In a different transit, the authors found an additional dip in their fit, indicating the presence of a bright spot on KOI-340 followed by a dark spot (Figure 3).
This work shows that starspots are simply a nuisance to exoplanet scientists; they are also a window into the life and evolution of the star itself. For example, the authors of today’s paper were able to conclude that the increased activity on KOI-340 as compared to the Sun is likely due to its faster rotation and/or its increasing convection zone size as it evolves from a main-sequence star into a red giant star.

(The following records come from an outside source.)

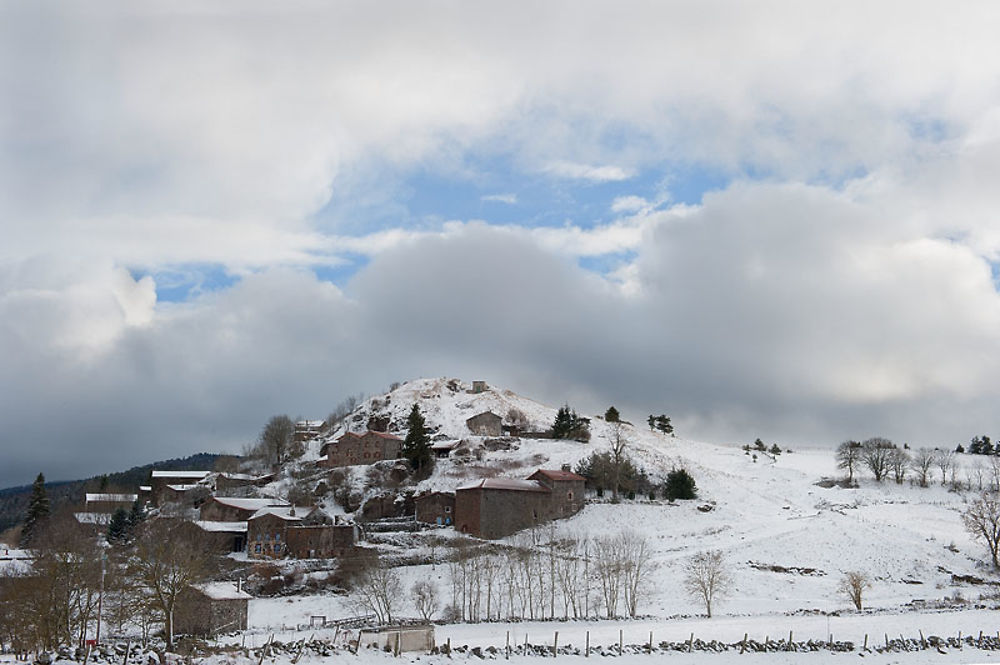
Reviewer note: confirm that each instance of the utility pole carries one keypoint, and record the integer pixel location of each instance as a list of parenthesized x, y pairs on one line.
[(100, 595)]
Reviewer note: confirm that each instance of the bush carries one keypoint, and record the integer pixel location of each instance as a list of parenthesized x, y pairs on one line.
[(680, 485)]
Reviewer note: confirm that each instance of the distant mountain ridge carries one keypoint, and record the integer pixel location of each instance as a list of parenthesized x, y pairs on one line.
[(14, 500)]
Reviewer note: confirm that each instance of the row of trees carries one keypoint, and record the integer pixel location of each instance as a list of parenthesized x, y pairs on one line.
[(885, 460), (538, 577)]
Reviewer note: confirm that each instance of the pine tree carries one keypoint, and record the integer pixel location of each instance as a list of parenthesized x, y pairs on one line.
[(38, 510), (135, 517), (680, 485), (118, 527), (564, 422), (663, 424), (417, 446)]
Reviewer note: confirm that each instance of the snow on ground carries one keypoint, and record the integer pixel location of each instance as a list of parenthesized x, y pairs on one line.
[(765, 513)]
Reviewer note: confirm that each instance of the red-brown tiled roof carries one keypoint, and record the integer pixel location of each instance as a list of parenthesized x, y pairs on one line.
[(557, 474)]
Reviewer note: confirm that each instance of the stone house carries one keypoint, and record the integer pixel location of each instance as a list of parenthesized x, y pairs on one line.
[(320, 541), (497, 507), (233, 484), (307, 430), (367, 448), (107, 503), (567, 490), (436, 508), (210, 609), (486, 423), (297, 532)]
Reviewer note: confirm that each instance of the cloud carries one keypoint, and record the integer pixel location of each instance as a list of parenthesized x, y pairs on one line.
[(509, 199), (588, 172), (840, 286), (629, 204)]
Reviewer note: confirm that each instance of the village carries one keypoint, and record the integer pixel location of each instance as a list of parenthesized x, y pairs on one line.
[(346, 545)]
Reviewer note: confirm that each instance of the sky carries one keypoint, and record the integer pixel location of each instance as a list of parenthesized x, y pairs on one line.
[(769, 219)]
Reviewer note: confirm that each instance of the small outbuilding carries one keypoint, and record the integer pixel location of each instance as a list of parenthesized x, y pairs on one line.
[(398, 639), (486, 423), (211, 609), (436, 508)]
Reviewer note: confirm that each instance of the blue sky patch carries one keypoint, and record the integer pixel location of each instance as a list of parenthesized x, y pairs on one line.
[(184, 282)]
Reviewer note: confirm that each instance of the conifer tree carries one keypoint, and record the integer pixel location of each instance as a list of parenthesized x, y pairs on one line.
[(417, 446), (118, 527), (38, 510)]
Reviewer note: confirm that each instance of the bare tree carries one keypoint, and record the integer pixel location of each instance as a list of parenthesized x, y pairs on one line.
[(875, 453), (277, 441), (619, 442), (170, 557), (899, 463), (982, 521), (945, 461), (637, 566), (380, 591), (921, 464), (853, 584), (707, 578), (849, 457), (425, 599)]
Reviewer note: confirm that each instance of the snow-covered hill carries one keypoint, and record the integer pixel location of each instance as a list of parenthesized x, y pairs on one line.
[(768, 512)]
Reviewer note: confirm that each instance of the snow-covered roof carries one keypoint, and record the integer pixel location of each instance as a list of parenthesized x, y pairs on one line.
[(558, 474), (181, 474), (248, 504), (117, 498), (515, 484), (222, 527), (93, 518), (290, 513), (221, 591), (240, 476)]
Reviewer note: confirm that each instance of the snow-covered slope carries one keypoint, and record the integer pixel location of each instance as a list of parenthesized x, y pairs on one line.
[(768, 514)]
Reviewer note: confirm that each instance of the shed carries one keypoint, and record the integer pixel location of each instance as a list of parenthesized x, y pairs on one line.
[(436, 508), (210, 609), (398, 638), (486, 423)]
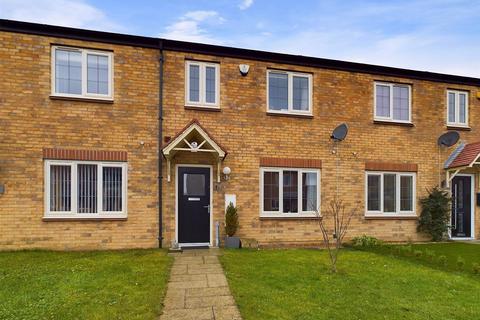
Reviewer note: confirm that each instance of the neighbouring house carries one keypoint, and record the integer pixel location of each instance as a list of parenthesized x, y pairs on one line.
[(118, 141)]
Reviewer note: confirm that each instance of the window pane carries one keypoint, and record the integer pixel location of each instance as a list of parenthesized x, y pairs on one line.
[(271, 191), (97, 74), (406, 193), (462, 106), (194, 83), (278, 91), (210, 84), (400, 103), (451, 107), (60, 188), (68, 71), (382, 101), (389, 192), (290, 191), (193, 184), (300, 93), (112, 189), (373, 190), (309, 191), (87, 188)]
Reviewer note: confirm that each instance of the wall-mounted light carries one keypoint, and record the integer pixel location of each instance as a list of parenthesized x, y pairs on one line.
[(244, 69), (226, 173)]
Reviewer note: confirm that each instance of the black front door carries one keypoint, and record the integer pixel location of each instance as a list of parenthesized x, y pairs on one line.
[(193, 205), (461, 206)]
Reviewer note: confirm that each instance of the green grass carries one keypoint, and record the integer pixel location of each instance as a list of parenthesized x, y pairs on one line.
[(82, 285), (452, 250), (297, 284)]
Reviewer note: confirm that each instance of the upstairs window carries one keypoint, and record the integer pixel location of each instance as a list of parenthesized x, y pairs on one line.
[(289, 92), (392, 102), (390, 193), (202, 84), (82, 73), (81, 189), (457, 108), (289, 191)]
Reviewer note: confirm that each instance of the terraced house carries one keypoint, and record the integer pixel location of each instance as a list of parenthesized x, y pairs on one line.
[(120, 141)]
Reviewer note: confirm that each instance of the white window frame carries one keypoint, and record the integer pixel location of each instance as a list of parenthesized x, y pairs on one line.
[(202, 84), (390, 118), (457, 94), (84, 94), (401, 213), (280, 213), (290, 109), (72, 214)]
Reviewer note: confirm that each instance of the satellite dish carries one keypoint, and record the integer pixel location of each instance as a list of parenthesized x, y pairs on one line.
[(340, 132), (448, 139)]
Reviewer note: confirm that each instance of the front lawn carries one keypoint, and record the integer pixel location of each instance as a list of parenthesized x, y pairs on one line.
[(297, 284), (82, 285)]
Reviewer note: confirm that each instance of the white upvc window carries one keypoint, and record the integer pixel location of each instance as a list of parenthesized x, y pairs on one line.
[(289, 192), (392, 102), (202, 84), (82, 73), (390, 193), (85, 189), (457, 108), (289, 92)]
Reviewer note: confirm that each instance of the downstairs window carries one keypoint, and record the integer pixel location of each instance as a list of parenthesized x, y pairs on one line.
[(390, 193), (286, 191), (85, 189)]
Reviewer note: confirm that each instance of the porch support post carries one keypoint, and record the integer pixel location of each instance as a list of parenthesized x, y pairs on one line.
[(219, 164)]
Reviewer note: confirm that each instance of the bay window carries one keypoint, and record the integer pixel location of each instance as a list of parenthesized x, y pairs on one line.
[(289, 191), (85, 189), (390, 193)]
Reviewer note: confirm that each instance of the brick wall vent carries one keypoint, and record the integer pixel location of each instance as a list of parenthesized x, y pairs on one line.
[(87, 155), (291, 163), (388, 166)]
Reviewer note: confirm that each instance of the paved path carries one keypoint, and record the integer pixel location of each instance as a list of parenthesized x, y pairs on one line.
[(198, 289)]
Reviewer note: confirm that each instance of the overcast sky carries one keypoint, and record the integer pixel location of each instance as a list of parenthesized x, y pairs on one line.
[(433, 35)]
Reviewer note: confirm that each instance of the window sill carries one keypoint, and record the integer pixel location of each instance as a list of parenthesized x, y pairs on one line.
[(390, 217), (203, 108), (288, 217), (394, 123), (458, 128), (85, 99), (73, 218), (292, 115)]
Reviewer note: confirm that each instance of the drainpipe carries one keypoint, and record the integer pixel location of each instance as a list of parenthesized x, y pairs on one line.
[(160, 143)]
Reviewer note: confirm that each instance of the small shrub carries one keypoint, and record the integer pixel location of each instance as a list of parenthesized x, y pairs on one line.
[(435, 215), (231, 220), (476, 268), (418, 254), (366, 241), (442, 260), (430, 255)]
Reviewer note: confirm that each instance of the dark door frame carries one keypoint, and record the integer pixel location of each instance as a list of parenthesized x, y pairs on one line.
[(210, 167), (472, 208)]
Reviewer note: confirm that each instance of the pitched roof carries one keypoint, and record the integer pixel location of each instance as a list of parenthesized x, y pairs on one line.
[(222, 51), (466, 157)]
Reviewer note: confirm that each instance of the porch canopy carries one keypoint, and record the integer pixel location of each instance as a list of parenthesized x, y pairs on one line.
[(464, 157), (194, 138)]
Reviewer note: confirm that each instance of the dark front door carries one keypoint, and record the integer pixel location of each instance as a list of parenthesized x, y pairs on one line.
[(461, 206), (193, 205)]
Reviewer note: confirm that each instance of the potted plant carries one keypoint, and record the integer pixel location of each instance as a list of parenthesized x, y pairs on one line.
[(231, 226)]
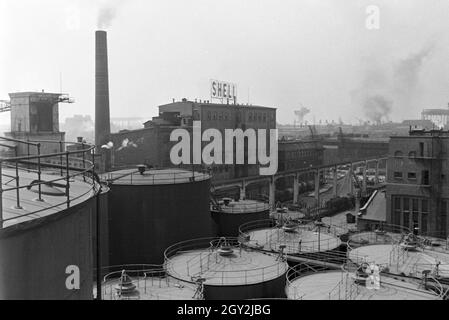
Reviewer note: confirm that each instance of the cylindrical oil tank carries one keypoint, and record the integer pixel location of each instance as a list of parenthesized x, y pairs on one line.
[(224, 269), (291, 237), (305, 282), (150, 210), (46, 246), (145, 282), (229, 215)]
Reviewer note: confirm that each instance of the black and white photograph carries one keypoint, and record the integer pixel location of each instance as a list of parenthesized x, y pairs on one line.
[(231, 157)]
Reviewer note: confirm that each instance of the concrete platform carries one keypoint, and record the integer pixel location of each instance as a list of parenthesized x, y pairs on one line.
[(398, 261), (302, 240), (154, 177), (152, 288), (244, 206), (337, 285), (243, 267), (54, 199)]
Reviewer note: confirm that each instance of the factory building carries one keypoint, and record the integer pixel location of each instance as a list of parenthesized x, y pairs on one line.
[(346, 148), (152, 143), (417, 182), (35, 117)]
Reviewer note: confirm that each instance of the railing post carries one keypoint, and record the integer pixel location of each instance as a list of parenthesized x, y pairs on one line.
[(84, 161), (67, 187), (17, 187), (1, 196)]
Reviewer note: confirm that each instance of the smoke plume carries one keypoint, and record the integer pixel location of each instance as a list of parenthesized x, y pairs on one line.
[(107, 12), (383, 88)]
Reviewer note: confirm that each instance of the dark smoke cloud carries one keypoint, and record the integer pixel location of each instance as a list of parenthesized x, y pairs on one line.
[(407, 70), (107, 12), (381, 90)]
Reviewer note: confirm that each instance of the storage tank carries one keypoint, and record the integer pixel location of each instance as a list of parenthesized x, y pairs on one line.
[(150, 210), (145, 282), (225, 269), (229, 215), (397, 251), (306, 283), (46, 227)]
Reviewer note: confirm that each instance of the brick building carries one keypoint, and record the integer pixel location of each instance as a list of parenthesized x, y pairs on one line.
[(152, 143), (299, 154), (417, 181)]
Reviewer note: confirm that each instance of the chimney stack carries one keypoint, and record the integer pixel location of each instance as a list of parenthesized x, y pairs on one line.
[(102, 115)]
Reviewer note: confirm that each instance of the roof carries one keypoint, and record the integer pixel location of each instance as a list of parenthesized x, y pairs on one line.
[(375, 208), (154, 177)]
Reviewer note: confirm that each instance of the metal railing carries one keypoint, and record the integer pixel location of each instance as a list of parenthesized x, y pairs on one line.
[(293, 242), (157, 176), (208, 263), (65, 166), (146, 278)]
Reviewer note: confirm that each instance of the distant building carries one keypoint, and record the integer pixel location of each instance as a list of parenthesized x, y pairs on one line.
[(35, 117), (152, 145), (299, 154), (417, 181), (347, 148)]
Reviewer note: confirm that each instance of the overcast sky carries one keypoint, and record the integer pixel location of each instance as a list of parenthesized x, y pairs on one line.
[(283, 54)]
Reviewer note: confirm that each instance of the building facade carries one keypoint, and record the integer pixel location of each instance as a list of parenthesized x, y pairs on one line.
[(152, 145), (299, 154), (417, 182)]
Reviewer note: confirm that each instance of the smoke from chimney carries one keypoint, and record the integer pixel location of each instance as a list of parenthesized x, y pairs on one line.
[(102, 113), (382, 89), (107, 12)]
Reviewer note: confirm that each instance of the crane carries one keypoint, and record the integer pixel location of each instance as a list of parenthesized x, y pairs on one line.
[(5, 105)]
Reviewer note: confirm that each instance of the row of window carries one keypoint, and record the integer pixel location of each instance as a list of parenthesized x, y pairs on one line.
[(411, 213), (414, 213), (252, 116), (398, 175)]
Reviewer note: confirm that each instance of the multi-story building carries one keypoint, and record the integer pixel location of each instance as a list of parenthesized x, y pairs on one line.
[(152, 143), (417, 181), (299, 154)]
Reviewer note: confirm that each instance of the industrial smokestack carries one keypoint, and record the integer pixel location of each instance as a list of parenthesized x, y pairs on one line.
[(102, 116)]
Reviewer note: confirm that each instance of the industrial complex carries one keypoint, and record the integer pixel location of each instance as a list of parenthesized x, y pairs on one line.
[(347, 216)]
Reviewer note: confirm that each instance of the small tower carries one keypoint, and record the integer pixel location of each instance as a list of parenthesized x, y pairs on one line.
[(35, 117)]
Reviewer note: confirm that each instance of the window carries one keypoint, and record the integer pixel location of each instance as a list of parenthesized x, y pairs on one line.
[(443, 220), (406, 212), (398, 175), (425, 177), (411, 175), (397, 210)]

In general, today’s authors show us how multifaceted starspots can be, as well as the splendor of polka-dotted stars!
Astrobite edited by Maryum Sayeed
Featured image credit: NASA/SDO
Starspots are colder than the regular stellar surface, so why do they show up as bumps in the light curve, rather than as dips?
Great question! When a planet passes in front of a starspot as it moves across the disk of its host star, the relative flux received from the system increases, creating a “bump” in the light curve. Essentially, the planet is “removing” less light when it transits in front of a starspot compared to when it transits in front of the non-spotted stellar surface.
So, if I understand you correctly: the total flux received from the star during the planetary transit is lowered by the existence of the starspot; when the planet passes in front of the non-spotted surface, the flux received is still lowered because we’re still seeing the starspot; when the planet passes in front of the starspot, we see the star’s light without averaging in the starspot’s lower flux. If the starspot didn’t exist, the light curve would show the planet’s dip lined up with the top of the “bump,” rather than the dip where it is without the “bump.”